Why we should be paying more attention to the SEPH employment numbers

The first Friday of every month is Employment Data Day in Canada and the US. The US Bureau of Labor Statistics releases employment data from its Current Population Survey (CPS – the household survey) and its Current Employment Statistics survey (CES – the payroll or establishment survey). For reasons I'll get into later, the establishment survey is generally considered to be the more reliable of the two. Here at home, Statistics Canada releases employment data from its Labour Force Survey. (The headline numbers are in Cansim Table 282-0087.)

The CPS and the LFS are based on samples of households – some 60,000 in the US, about 55,000 in Canada. But Statistics Canada also publishes employment data based on its own establishment survey – the Survey of Employment, Payrolls and Hours (SEPH – headline numbers in Cansim 281-0025). We don't hear nearly as much about the SEPH as we do the LFS – mainly because instead of being released on the first Friday of the month following the month in question, SEPH data are released two months later. The demands for media space being what they are, the SEPH is covered with all the enthusiasm it can muster for two-month-old news.
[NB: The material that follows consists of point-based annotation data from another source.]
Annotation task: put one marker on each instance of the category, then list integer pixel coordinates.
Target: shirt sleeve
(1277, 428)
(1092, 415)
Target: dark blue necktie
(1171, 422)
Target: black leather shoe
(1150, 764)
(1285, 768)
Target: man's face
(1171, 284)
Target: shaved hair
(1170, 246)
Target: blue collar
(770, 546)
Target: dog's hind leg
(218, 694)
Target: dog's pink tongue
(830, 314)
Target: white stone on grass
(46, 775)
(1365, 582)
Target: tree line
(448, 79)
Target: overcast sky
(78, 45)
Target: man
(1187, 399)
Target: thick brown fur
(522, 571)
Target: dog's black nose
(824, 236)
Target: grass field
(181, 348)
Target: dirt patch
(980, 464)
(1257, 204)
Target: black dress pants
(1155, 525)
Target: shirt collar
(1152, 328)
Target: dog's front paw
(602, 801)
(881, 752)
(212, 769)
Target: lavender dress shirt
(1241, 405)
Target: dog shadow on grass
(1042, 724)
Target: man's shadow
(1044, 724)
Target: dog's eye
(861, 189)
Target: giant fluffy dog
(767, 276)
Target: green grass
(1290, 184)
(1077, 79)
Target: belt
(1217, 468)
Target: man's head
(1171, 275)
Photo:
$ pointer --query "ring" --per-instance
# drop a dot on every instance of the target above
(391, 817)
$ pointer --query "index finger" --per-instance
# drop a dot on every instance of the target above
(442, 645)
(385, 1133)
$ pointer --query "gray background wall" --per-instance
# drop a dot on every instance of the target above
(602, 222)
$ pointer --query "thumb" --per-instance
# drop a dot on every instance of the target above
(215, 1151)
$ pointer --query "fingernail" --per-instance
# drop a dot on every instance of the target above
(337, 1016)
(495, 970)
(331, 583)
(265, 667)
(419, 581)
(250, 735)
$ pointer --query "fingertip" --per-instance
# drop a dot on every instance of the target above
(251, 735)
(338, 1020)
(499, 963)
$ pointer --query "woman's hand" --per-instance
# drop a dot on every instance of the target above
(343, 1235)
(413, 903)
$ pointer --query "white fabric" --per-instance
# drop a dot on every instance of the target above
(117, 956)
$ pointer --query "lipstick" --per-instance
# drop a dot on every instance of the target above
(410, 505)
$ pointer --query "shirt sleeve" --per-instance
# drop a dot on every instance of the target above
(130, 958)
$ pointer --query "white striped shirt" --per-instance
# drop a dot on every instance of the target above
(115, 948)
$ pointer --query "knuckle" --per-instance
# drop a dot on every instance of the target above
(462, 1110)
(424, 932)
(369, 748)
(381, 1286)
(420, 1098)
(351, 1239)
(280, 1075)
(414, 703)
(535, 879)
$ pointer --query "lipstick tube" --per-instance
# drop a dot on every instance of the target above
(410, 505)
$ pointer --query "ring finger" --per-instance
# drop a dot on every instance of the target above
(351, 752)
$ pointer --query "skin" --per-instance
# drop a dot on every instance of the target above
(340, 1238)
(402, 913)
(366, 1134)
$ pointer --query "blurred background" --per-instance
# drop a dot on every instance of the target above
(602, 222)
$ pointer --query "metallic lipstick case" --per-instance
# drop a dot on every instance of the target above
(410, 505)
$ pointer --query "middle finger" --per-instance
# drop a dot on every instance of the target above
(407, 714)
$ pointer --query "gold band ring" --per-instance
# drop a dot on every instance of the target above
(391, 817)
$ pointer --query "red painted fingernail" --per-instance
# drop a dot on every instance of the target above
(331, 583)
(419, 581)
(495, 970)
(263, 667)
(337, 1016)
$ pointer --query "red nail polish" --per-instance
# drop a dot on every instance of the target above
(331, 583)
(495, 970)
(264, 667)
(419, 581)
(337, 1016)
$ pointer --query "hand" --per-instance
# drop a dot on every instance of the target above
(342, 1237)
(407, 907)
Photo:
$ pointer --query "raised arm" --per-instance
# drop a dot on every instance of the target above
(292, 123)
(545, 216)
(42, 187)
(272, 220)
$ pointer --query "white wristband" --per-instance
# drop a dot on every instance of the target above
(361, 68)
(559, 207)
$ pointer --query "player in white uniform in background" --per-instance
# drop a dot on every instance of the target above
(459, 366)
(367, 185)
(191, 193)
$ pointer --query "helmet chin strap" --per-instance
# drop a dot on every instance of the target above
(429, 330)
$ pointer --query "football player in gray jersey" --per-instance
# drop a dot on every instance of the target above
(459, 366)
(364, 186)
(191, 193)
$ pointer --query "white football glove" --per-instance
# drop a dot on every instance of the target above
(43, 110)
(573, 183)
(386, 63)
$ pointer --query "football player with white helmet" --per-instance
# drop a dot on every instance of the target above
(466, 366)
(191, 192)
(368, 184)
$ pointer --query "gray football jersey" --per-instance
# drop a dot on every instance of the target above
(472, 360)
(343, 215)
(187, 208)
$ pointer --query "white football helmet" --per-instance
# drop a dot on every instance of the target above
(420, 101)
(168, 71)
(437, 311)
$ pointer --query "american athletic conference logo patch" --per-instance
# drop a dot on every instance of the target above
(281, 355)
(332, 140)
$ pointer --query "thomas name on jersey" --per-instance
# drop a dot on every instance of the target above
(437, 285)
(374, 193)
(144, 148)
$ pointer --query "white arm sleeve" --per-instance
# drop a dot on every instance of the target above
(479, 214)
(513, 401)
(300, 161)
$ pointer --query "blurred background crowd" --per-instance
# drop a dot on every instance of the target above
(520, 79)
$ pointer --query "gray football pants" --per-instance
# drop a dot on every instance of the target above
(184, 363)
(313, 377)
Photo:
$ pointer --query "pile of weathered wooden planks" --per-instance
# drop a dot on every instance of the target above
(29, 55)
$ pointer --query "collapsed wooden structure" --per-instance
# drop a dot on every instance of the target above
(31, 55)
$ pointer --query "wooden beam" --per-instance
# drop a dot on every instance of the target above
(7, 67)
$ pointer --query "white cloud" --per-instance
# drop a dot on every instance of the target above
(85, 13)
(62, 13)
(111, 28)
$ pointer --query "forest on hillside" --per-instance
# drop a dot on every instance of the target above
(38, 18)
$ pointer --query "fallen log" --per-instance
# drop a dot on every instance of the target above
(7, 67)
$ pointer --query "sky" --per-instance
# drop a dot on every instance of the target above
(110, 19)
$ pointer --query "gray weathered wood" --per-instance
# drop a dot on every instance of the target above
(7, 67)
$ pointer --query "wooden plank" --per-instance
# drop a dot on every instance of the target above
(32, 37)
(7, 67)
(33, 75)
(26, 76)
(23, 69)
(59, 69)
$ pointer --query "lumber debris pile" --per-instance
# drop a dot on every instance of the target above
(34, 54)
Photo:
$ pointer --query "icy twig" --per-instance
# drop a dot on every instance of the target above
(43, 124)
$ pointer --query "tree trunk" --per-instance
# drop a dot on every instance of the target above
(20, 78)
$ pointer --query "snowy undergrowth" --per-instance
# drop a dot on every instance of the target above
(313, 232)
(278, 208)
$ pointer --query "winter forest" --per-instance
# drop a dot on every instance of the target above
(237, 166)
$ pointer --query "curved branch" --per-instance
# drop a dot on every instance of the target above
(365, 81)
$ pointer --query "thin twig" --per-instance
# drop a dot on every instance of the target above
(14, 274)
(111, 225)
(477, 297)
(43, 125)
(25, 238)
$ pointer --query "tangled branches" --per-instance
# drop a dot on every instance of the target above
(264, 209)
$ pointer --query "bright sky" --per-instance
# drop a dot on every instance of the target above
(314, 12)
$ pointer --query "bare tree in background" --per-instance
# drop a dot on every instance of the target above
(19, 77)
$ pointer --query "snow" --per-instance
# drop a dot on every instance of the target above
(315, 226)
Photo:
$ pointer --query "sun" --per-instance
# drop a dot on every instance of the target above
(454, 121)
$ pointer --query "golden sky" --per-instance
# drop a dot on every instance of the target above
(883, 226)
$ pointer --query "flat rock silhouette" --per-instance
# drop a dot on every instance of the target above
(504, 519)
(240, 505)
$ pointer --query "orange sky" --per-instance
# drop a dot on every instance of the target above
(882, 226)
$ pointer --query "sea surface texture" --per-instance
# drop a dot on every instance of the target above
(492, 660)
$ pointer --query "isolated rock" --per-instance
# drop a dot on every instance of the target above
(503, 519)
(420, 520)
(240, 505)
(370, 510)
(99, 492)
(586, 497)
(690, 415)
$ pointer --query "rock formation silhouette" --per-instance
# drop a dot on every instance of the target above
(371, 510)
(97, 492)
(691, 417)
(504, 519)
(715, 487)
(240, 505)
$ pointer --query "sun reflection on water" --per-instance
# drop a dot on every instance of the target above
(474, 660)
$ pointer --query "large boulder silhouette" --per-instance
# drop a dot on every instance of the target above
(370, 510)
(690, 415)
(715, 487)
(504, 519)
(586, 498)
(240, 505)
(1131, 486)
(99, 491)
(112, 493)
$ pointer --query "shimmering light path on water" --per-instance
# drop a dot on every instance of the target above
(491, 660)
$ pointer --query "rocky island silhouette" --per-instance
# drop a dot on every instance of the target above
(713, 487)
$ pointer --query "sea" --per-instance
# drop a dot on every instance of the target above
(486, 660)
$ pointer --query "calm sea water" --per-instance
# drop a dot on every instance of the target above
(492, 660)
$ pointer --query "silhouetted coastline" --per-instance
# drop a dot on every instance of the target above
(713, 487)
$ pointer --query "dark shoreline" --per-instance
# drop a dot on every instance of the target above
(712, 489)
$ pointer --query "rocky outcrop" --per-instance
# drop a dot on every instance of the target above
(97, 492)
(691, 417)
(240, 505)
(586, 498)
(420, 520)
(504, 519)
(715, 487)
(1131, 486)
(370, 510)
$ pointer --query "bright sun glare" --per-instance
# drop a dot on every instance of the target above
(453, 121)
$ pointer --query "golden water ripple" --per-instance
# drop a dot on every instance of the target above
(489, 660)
But maybe we should be paying closer attention to the SEPH.


Here is a representative description for why US analysts believe that the establishment employment data are more a reliable indicator of changes in employment than the household survey:

Both the trader and analyst communities, as well as the Bureau of Labor Statistics itself regard the establishment survey as being more reliable than the household survey. This is mostly because of the larger sample size of the establishment survey; while the household survey questions about 60,000 households across the United States, the establishment survey has a sample size of 400,000, about seven times larger.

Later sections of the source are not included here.